Improving the assessment of the outcome of nonsynonymous SNVs with a consensus deleteriousness score, Condel

Abstract

Several large ongoing initiatives that profit from next-generation sequencing technologies have driven--and in coming years will continue to drive--the emergence of long catalogs of missense single-nucleotide variants (SNVs) in the human genome. As a consequence, researchers have developed various methods and their related computational tools to classify these missense SNVs as probably deleterious or probably neutral polymorphisms. The outputs produced by each of these computational tools are of different natures and thus difficult to compare and integrate. Taking advantage of the possible complementarity between different tools might allow more accurate classifications. Here we propose an effective approach to integrating the output of some of these tools into a unified classification; this approach is based on a weighted average of the normalized scores of the individual methods (WAS). (In this paper, the approach is illustrated for the integration of five tools.) We show that this WAS outperforms each individual method in the task of classifying missense SNVs as deleterious or neutral. Furthermore, we demonstrate that this WAS can be used not only for classification purposes (deleterious versus neutral mutation) but also as an indicator of the impact of the mutation on the functionality of the mutant protein. In other words, it may be used as a deleteriousness score of missense SNVs.

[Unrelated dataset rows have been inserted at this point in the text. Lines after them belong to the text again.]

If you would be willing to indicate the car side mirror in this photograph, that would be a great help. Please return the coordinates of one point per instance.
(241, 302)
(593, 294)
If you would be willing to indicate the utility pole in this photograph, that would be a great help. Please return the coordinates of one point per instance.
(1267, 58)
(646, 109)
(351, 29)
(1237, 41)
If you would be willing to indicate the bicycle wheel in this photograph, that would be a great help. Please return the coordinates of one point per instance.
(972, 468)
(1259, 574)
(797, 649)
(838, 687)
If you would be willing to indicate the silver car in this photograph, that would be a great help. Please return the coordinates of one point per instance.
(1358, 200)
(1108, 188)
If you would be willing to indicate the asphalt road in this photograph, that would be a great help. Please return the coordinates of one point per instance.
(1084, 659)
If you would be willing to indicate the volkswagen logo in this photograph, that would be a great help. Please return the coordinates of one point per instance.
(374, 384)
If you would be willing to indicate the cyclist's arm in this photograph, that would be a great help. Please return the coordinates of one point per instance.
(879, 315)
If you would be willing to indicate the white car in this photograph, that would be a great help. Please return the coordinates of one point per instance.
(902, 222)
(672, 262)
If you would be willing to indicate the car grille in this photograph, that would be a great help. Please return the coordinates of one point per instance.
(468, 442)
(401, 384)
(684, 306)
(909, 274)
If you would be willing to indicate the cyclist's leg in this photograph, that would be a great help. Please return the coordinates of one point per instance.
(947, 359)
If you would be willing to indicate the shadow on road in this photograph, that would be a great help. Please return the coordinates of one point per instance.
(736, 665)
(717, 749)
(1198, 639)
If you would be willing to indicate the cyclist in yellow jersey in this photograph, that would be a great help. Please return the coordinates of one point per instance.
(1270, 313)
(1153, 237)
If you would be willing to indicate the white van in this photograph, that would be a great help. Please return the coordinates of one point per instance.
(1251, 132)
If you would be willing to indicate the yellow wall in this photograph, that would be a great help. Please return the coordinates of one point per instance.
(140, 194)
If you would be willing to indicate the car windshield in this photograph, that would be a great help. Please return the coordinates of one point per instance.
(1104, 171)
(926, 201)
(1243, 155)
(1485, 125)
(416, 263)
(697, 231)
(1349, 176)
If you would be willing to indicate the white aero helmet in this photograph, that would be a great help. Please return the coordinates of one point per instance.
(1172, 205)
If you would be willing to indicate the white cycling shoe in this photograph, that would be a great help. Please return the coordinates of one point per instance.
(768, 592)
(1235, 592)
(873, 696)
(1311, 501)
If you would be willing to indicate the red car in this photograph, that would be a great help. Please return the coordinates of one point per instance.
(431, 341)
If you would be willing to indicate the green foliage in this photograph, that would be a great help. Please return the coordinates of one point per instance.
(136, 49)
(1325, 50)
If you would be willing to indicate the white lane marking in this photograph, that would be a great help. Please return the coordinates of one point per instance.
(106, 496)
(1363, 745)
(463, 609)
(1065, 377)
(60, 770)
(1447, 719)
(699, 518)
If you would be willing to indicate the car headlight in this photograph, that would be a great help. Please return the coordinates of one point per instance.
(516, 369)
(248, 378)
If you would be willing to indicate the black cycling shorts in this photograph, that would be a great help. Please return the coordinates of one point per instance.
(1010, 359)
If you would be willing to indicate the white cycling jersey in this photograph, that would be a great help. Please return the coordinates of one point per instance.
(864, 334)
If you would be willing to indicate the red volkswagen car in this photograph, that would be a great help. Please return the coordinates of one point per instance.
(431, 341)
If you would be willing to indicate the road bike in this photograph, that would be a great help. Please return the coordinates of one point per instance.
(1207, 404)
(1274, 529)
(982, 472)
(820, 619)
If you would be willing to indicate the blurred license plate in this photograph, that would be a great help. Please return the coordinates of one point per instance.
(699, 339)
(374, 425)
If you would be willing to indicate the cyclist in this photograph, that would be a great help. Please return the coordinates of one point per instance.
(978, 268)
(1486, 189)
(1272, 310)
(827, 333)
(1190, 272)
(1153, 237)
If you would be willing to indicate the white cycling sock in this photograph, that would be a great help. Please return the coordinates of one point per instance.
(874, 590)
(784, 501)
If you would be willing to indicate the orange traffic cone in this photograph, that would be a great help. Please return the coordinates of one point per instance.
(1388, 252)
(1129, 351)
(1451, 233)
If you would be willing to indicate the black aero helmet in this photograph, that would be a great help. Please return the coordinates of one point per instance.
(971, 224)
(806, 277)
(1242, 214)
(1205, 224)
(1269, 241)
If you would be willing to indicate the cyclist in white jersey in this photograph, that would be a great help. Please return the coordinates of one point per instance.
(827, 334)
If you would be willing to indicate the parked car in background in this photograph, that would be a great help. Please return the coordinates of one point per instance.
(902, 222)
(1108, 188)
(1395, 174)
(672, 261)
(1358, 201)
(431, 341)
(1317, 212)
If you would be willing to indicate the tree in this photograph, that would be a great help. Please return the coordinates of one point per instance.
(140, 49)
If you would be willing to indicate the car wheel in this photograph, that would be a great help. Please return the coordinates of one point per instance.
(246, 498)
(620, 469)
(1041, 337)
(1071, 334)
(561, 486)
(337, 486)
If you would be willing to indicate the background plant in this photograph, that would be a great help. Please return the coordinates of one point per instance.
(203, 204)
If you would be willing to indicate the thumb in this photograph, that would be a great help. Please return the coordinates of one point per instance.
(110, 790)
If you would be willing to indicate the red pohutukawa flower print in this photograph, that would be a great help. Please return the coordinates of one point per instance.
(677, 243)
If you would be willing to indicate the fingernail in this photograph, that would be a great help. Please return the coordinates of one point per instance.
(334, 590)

Therefore, we recommend the use of this WAS as a consensus deleteriousness score of missense mutations (Condel).

Figure 1

ROC Curves Produced by the Five Tools and the Four Integrated Scores with the HumVar Dataset

Figure 2

Accuracy with which the Five Tools and the Four Integrated Scores Classify the Hum Var Dataset Green bars: accuracy of individual methods. Red bars: accuracy of integrated scores.

Figure 3

Comparison of the WAS of Four Disjoint Sets of Mutations from the Cosmic Database and the WAS of HumVar Neutral Mutations The five sets consist, respectively, of the neutral mutations in HumVar, the mutations appearing in only one sample (1), those appearing in two to four samples (2–4), those appearing in five to nine samples (5–9), and those appearing in ten or more samples (10+) in the Cosmic database. The points represent the mean WAS; the error bars represent the standard error of the mean. The weights were computed from the HumVar dataset. The p values resulting from the Wilcoxon-Mann-Whitney test of each group-group comparison are shown in the graph. (All comparisons including neutral polymorphisms yielded p values smaller than 10⁻³¹⁸.)

Figure 4

Correlation between the WAS and the Biological Activity of Bins of TP53 Mutants Mutants' activity measured as their ability to trans-activate transcription at four yeast promoters (WAF1, MDM2, AIP1, and NOXA) is given as a percent of the wild-type activity. The points represent the mean WAS; the error bars represent the standard error of the mean.

Figure 5

Mutational Landscape of the C-Terminal Half of the DNA-Binding Domain of p53 The abscissa of all graphs represents the position within the sequence. The bottom graph depicts the mean WAS of mutants at each position, and the other four graphs contain the mean biological activity, measured as the trans-activation of transcription at four yeast promoters (WAF1, MDM2, AIP1, and NOXA, from top to bottom). Only 0.5% of the neutral mutations in HumVar score at or above the WAS value marked by the red line in the bottom graph; vertical broken lines show the positions with mean WAS greater than this value.